本当に美しい指だった。照明に照らされた指は細長く、指先一本一本に確立された美しが合った。うぶ毛さえもない指先に、僕の頭の中は性的なイメージが膨らんでいた。
「四季くんの魅力、それは無色透明な色彩よ。だから数日で、三葉さんが綺麗になったのね」
思わぬ名前に驚いて、僕は手に持っていたナイフとフォークの動きを止めてしまった。
「中川さんが言っていたのよ。三葉さんが綺麗になってると。あなたに恋をしているからね。相当、四季くんにお熱だわ。女を長く生きているとわかっちゃうのよね。中川さんの女の勘ってやつ」
図書館では普通に接していたつもりだったけど、実際はバレていたんだ。ヒロセさんから聞いて、僕は彼女がいることを話した事に後悔した。
「まあ、特にプライベートに関してはとやかく言わないから心配しないで、但し、四季くんを好きになった女性は君の魅力に気付いている女よ」
「僕みたいな無色透明に!?」憂鬱な気分になって、真っ白いテーブルクロスへ色を移し変えるみたいに見つめた。
「だから良いのよ。四季くんは無色透明だから、女性は色を染めることができる。女性わね、自分の考えとか好きな事が一緒だと嬉しいのよ」
「なんか影響されてるだけで、僕の色はその人の色になってるだけじゃないですか」
「そうかしら?それが四季くんの色であって、他人の色じゃないのよ。
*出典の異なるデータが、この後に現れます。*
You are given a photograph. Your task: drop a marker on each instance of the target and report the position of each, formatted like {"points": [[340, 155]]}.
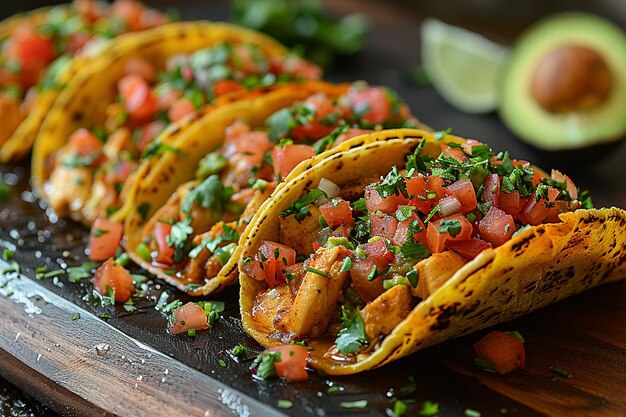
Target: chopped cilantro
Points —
{"points": [[298, 208], [440, 134], [353, 404], [414, 250], [210, 193], [264, 364], [429, 409], [284, 404], [352, 335], [178, 237], [346, 265], [404, 212]]}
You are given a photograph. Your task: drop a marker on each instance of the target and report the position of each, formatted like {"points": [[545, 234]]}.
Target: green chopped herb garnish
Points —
{"points": [[353, 404], [284, 404], [346, 265], [429, 409], [352, 335]]}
君の魅力的な色なの。あなたは無色透明な色彩を持っているのよ」
今まで考えた事がなかった。僕の色は染められた色であって、僕自身の色彩なんだ。
「四季くん、あなたは十分魅力的な男性よ。だって二人の女性から好かれてるんだから」とヒロセさんは嬉しそうに言う。
だけど、頭の中でもう一人の女性が思い浮かんでは複雑な気持ちだった。僕の魅力は無色透明で、色彩は後から滲んでいく。不思議と心に爽やかな色彩が溢れた。そしてヒロセさんは微笑みながら、美しい指先でワイングラスを傾けた。
今宵の食事はまだ続くのだった。